Legislators and aggregate industry representatives will serve on a special bipartisan committee that explores the impact of Texas mining on the surrounding communities and explores the efficacy of current regulatory oversight. Texas House Speaker Dennis Bonnen (R) announced the appointment of the committee on Dec. 10.
According to the Statesman, the committee formation follows a series of stories that highlighted industry growth in the Hill Country in both the American-Statesman and KVUE-TV.
“My desire is that this committee will work to find common ground between industry and community and find paths that will increase public safety without endangering economic growth and prosperity,” state Rep. Terry Wilson, a Burnet County Republican who is heading the House Interim Study Committee on Aggregate Production Operations, told the Statesman.

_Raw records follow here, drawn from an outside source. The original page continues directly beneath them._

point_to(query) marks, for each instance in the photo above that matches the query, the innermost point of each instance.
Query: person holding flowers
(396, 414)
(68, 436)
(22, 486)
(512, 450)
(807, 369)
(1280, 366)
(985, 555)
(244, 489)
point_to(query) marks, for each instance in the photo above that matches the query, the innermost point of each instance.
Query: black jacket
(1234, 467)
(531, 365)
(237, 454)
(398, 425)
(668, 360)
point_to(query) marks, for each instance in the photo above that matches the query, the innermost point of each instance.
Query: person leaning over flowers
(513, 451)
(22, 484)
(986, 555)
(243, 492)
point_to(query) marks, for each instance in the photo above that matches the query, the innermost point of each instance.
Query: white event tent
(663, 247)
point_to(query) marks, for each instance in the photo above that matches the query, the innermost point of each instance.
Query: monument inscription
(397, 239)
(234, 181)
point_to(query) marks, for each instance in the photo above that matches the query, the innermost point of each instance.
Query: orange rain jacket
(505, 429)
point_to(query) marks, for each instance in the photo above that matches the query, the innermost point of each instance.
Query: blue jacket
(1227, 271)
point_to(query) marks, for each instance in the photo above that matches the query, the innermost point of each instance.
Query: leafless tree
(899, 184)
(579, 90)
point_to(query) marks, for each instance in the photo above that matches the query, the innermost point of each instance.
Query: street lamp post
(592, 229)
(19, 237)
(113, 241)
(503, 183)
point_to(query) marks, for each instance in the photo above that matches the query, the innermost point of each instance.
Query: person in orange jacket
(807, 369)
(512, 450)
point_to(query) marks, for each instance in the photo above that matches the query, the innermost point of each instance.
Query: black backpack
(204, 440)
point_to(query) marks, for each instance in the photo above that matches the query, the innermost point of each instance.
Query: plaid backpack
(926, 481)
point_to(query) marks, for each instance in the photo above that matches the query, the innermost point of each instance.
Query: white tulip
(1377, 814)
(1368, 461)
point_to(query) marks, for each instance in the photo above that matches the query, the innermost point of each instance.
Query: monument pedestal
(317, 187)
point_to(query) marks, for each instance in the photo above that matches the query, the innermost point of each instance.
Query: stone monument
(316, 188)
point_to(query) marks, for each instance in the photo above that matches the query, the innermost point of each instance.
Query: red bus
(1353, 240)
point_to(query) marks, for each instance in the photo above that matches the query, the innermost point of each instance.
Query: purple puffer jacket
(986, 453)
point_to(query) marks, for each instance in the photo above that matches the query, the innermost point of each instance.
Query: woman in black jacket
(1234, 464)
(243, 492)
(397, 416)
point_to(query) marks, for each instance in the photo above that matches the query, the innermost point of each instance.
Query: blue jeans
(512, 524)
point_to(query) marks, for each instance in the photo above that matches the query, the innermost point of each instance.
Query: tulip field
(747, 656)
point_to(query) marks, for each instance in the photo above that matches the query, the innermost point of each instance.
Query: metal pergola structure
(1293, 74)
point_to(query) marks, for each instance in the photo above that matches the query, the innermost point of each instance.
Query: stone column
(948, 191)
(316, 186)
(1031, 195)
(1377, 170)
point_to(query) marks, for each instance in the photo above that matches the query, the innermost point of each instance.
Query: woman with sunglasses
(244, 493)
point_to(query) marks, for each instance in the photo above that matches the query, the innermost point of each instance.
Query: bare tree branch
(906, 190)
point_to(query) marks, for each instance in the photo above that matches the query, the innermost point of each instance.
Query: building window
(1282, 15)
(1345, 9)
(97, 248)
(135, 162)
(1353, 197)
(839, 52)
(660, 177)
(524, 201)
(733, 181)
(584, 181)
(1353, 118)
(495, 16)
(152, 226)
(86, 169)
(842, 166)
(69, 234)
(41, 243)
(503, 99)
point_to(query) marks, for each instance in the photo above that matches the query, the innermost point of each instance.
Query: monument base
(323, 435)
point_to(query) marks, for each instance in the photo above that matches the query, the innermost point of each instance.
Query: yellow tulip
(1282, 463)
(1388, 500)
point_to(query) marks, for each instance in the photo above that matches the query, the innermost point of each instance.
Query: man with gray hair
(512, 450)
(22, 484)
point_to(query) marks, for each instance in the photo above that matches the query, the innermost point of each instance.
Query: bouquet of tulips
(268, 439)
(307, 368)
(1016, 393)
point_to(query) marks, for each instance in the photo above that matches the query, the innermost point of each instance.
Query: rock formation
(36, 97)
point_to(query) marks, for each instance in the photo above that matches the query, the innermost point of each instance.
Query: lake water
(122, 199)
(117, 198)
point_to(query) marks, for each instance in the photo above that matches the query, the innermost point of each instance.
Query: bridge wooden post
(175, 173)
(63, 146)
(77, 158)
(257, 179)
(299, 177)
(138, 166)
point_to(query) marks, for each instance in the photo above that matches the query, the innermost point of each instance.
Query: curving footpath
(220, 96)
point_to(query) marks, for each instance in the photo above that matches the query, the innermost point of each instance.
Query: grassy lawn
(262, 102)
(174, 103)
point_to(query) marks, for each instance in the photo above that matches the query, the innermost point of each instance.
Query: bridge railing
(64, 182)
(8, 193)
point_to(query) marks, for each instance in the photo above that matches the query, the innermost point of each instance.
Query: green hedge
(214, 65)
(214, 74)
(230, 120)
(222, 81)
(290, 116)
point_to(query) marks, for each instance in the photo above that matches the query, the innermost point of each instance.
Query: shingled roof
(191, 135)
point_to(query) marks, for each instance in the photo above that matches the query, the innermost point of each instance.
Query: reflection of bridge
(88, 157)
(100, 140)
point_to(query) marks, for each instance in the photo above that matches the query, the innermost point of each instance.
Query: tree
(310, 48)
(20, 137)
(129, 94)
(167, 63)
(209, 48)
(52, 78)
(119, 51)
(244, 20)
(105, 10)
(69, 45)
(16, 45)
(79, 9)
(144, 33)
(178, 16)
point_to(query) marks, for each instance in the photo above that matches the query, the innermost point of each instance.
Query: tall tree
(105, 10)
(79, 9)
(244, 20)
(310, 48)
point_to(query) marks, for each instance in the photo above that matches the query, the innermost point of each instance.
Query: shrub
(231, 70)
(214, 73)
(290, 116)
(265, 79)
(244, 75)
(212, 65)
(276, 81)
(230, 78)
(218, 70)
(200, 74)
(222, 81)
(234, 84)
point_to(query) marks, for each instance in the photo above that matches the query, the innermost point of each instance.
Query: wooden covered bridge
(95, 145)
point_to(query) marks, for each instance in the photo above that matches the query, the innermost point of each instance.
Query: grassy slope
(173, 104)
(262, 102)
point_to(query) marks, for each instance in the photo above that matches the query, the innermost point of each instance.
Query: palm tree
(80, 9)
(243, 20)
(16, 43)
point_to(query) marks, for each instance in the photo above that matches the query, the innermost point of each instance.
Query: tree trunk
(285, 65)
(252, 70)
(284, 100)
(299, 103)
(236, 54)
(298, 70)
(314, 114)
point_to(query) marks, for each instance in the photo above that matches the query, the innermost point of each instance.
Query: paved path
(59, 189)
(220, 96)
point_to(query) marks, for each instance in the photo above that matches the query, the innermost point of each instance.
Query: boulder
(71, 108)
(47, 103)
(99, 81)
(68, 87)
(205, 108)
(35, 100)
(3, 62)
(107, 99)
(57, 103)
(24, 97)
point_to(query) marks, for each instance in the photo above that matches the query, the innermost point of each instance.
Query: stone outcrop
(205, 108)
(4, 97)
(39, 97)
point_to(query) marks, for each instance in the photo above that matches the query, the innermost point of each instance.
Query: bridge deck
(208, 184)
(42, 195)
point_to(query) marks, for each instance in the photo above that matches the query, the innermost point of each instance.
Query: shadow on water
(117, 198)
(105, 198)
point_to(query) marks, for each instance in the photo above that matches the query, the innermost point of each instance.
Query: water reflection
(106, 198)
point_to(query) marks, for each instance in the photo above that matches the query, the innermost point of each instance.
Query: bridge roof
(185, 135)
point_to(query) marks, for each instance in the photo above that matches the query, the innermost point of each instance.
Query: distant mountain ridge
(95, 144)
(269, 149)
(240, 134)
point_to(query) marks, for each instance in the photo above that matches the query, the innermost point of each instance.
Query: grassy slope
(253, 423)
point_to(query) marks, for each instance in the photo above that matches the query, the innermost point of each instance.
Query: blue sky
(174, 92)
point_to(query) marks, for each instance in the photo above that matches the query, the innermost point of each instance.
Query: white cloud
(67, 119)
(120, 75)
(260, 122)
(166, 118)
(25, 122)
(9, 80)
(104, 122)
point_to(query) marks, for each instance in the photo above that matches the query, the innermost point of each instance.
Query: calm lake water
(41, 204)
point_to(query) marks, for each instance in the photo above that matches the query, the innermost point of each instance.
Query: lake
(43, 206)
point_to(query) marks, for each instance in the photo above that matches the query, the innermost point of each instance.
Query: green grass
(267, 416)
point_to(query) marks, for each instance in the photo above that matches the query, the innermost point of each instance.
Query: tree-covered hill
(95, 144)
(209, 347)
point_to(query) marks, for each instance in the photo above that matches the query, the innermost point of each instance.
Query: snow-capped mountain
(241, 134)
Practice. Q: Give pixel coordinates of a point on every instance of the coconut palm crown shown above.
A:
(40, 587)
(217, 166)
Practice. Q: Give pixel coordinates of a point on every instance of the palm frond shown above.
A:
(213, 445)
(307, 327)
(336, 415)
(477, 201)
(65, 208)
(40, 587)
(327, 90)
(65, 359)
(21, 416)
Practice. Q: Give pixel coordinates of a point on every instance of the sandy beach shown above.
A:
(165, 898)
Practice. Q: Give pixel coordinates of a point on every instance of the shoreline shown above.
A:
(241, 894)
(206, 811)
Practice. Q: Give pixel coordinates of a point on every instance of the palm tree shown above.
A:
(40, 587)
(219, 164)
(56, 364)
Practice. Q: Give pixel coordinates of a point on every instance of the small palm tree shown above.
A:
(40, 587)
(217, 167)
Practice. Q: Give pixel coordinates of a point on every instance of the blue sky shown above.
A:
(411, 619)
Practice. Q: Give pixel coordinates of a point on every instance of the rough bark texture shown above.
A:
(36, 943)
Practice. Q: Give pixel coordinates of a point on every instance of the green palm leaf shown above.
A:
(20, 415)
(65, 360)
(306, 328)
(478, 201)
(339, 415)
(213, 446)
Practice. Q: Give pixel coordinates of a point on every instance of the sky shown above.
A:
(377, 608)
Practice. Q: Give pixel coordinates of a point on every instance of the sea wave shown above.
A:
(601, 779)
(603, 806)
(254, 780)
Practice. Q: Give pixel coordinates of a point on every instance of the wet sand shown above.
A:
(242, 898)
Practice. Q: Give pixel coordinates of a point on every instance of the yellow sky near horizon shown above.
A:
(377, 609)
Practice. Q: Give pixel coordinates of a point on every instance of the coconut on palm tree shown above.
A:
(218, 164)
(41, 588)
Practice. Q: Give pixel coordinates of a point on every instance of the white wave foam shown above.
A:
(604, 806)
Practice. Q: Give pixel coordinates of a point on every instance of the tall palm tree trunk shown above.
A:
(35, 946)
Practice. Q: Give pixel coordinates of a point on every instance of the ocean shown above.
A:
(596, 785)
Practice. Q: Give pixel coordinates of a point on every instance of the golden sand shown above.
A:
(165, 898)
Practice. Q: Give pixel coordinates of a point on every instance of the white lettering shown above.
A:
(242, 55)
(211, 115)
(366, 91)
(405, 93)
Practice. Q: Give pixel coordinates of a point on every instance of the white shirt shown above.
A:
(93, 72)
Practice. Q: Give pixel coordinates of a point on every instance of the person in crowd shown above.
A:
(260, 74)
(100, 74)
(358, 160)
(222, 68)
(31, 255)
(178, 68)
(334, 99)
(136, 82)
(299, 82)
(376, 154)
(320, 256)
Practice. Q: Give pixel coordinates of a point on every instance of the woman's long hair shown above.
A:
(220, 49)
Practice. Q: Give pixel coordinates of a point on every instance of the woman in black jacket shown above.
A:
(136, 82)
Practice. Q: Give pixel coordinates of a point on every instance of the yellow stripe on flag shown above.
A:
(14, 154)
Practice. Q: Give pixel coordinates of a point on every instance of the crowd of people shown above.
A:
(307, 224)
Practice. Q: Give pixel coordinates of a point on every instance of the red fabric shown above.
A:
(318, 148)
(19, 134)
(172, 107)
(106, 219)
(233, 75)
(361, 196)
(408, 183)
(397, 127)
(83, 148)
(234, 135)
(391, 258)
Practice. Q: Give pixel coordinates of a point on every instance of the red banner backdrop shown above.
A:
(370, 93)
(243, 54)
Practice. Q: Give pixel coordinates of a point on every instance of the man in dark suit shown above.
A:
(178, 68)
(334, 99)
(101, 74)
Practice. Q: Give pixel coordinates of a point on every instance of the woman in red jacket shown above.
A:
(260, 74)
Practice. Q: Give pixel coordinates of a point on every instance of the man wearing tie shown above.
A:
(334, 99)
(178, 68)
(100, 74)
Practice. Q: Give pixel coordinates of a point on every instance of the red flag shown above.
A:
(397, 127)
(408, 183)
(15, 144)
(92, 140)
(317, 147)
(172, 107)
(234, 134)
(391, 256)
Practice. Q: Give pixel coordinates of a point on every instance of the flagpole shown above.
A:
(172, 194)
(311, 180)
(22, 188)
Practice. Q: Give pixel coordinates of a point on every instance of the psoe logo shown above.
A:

The committee will include seven state representatives, David Perkins, director of the Texas Aggregates and Concrete Association, and Greg Hale, president of Capitol Aggregates. It will evaluate crushing operations, concrete batch plants, and asphalt plants across the state.
The Statesman notes it will also “study the enforcement of regulations already in place; nuisance issues relating to the dust, noise and light; threats to the safety of and damage to roads; air quality; blasting enforcement; the distance between facilities and adjoining properties; and whether the state should adopt laws requiring operators to restore the land once they have completed mining.”
Perkins said he anticipates the committee could make recommendations that result in additional regulatory requirements and also might discuss voluntary approaches operators could take to be better neighbors.
“I think all of those are going to be on the table,” he told the news outlet. “I think we have some valuable perspective to offer, and hopefully that will result in whatever the outcome is being workable and an improvement.”